Silicon Valley university was popular with Indian students.
Herguan University, a Silicon Valley college popular with students from India has been barred by the US government from recruiting foreign students on F-1 visa.
The move on Thursday comes a year and a half after former Herguan University CEO Jerry Wang pleaded guilty in federal court to providing false documents to the Department of Homeland Security.
It also means those attending Herguan on F-1 student visas have until January 11to transfer to another college — or leave the country. The school, which offers an MBA program and master’s degrees in computer science, has about 240 international students, 180 of whom are from India, according to an official with U.S. Immigration and Customs Enforcement.

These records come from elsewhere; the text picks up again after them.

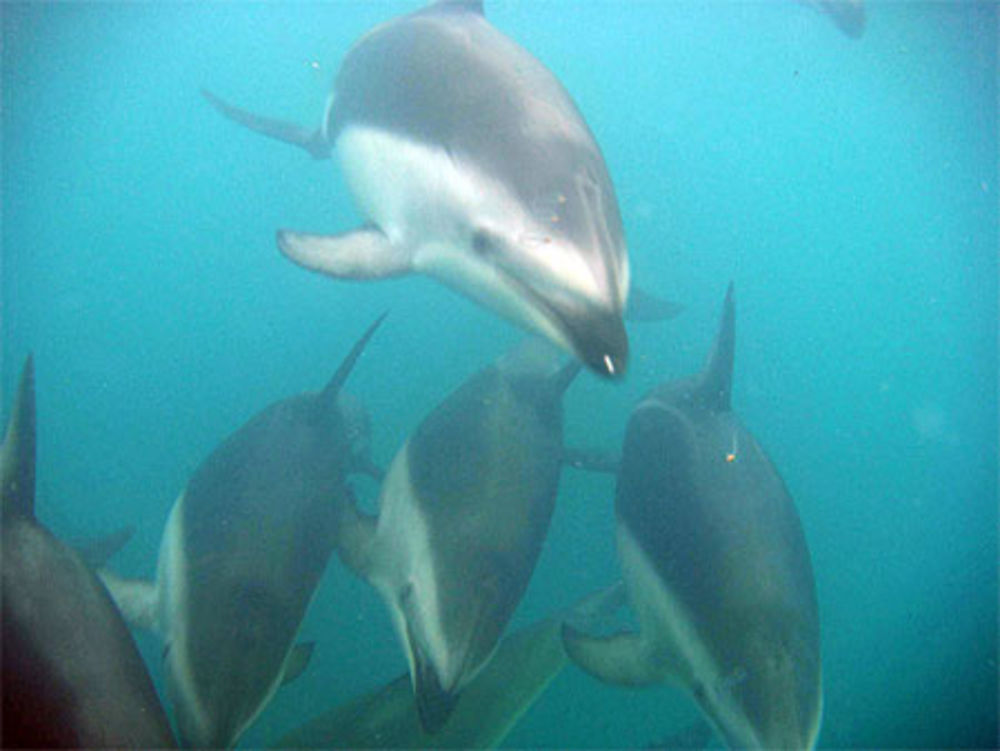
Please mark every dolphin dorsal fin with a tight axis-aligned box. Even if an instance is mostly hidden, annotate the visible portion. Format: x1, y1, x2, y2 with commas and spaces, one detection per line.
697, 282, 736, 411
320, 311, 389, 404
429, 0, 485, 16
0, 355, 35, 518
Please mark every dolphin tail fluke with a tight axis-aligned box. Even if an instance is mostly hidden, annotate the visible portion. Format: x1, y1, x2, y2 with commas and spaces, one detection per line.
278, 227, 413, 279
0, 355, 35, 517
281, 641, 316, 686
698, 282, 736, 411
407, 629, 458, 733
201, 89, 330, 159
97, 569, 159, 631
625, 284, 684, 323
562, 623, 666, 686
320, 311, 389, 404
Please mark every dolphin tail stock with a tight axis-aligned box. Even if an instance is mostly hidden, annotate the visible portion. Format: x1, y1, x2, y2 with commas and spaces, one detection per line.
562, 623, 667, 687
0, 354, 36, 518
319, 311, 389, 404
698, 282, 736, 411
625, 284, 684, 323
563, 448, 622, 475
277, 225, 413, 279
201, 89, 330, 159
97, 569, 159, 631
334, 485, 378, 580
559, 580, 628, 630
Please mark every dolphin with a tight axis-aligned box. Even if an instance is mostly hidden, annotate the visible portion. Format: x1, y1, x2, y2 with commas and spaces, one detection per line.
105, 316, 384, 748
272, 585, 625, 749
338, 340, 580, 732
0, 357, 175, 748
563, 285, 822, 748
203, 0, 632, 377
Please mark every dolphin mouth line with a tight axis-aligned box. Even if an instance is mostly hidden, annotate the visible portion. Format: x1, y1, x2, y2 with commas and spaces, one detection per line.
493, 262, 616, 368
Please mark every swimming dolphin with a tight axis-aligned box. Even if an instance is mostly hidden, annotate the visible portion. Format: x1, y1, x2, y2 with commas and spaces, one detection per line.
106, 318, 382, 748
203, 0, 632, 377
563, 286, 822, 748
272, 585, 625, 749
0, 357, 175, 748
338, 340, 580, 732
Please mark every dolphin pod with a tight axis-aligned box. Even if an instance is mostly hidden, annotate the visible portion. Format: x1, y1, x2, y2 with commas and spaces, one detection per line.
563, 286, 822, 748
203, 0, 632, 377
0, 357, 175, 748
272, 584, 625, 749
338, 340, 580, 732
98, 316, 384, 748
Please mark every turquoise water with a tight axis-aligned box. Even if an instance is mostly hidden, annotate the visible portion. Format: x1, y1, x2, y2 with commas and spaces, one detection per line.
0, 0, 1000, 748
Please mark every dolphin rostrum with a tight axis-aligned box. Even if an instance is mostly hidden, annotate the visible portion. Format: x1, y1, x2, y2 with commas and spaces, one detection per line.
338, 340, 580, 732
105, 316, 384, 748
203, 0, 632, 377
563, 286, 822, 748
0, 357, 175, 748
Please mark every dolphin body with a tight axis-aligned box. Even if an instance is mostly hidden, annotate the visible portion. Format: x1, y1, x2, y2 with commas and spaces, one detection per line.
338, 340, 580, 733
105, 318, 382, 748
272, 584, 620, 749
563, 286, 822, 748
203, 0, 632, 377
0, 358, 175, 748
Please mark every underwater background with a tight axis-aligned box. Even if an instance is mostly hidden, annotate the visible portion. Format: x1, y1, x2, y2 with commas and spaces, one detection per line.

The state agency charged with overseeing private, for-profit schools, however, said Herguan reported Aug. 1 that it had 90 students, reported Mercury News.

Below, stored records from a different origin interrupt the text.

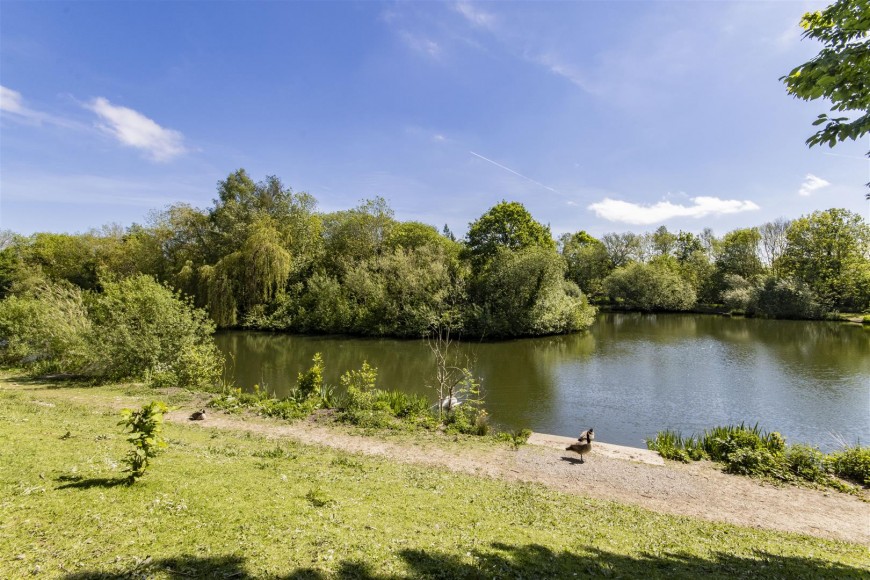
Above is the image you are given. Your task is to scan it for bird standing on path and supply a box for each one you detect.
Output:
[565,427,595,463]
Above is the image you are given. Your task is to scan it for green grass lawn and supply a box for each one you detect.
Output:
[0,378,870,578]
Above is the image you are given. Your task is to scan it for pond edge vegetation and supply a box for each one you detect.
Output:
[646,423,870,494]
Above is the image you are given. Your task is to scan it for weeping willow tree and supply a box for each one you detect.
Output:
[199,252,241,326]
[242,220,293,307]
[199,219,293,326]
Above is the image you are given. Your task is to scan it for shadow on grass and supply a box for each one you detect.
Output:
[66,543,867,580]
[3,373,99,389]
[55,475,130,489]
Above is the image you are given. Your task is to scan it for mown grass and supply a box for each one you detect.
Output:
[0,379,870,579]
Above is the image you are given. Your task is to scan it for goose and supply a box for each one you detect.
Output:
[565,427,595,463]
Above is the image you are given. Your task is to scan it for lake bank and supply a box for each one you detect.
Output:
[216,313,870,451]
[0,379,870,560]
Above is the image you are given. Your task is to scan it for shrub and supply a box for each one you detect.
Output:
[747,276,824,319]
[118,401,169,484]
[91,275,223,388]
[0,281,94,373]
[495,429,532,449]
[826,445,870,487]
[604,262,697,310]
[725,440,788,480]
[785,444,828,483]
[0,275,223,389]
[296,352,323,398]
[444,404,489,435]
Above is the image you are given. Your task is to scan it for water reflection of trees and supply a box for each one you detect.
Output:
[217,332,595,418]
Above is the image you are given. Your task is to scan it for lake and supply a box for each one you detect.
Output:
[216,313,870,451]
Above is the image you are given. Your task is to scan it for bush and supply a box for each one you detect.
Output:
[0,275,223,389]
[725,440,788,480]
[495,429,532,449]
[0,281,94,374]
[604,262,697,310]
[118,401,169,484]
[747,276,825,319]
[91,275,223,388]
[296,352,323,398]
[826,445,870,487]
[785,445,828,483]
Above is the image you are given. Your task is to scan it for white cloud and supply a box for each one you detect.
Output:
[588,197,760,225]
[400,30,441,59]
[526,52,596,93]
[0,85,27,115]
[0,86,81,129]
[798,173,831,197]
[86,97,187,161]
[453,2,495,28]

Herguan‘s president, Doreen Simmons, had told the Mercury News via e-mail, in June: “We have real students, real classes, real faculty, real staff, with real accreditation, and excellent outcomes.”
The school’s accreditor, Accrediting Council for Independent Colleges and Schools — which also oversaw the now-defunct Corinthian Colleges and ITT Technical Institute — was stripped of its authority last month by the U.S. Department of Education. A department report found its oversight weak and inconsistent.
Wang, of Sunnyvale, served time in a Central Valley prison after pleading guilty in April 2015 in U.S. District Court to submitting more than 100 false documents to the Department of Homeland Security in an effort to skirt the rules for enrolling international students. He agreed to forfeit $700,000 and serve between three months and two years in prison.
The sentencing followed an investigation by Mercury News that found Herguan was among a group of Bay Area schools that misrepresented information on federal applications to sponsor overseas students.
In March 2014, a federal jury convicted another Bay Area university operator — Susan Su, founder of the now-defunct Tri-Valley University in Pleasanton — on charges of visa fraud, money laundering and alien harboring. Su was accused of running a sham school, charging foreign nationals millions of dollars to remain in the U.S. with falsified documents.
But while Tri-Valley has been closed for years, a slow-moving federal bureaucracy allowed Herguan to challenge such federal sanctions. Until Thursday, it remained in the Department of Homeland Security’s Student and Exchange Visitor Program.
The department did not provide the basis for the decision, saying only that the school was notified on Thursday that it cannot issue new visa forms to current or prospective students.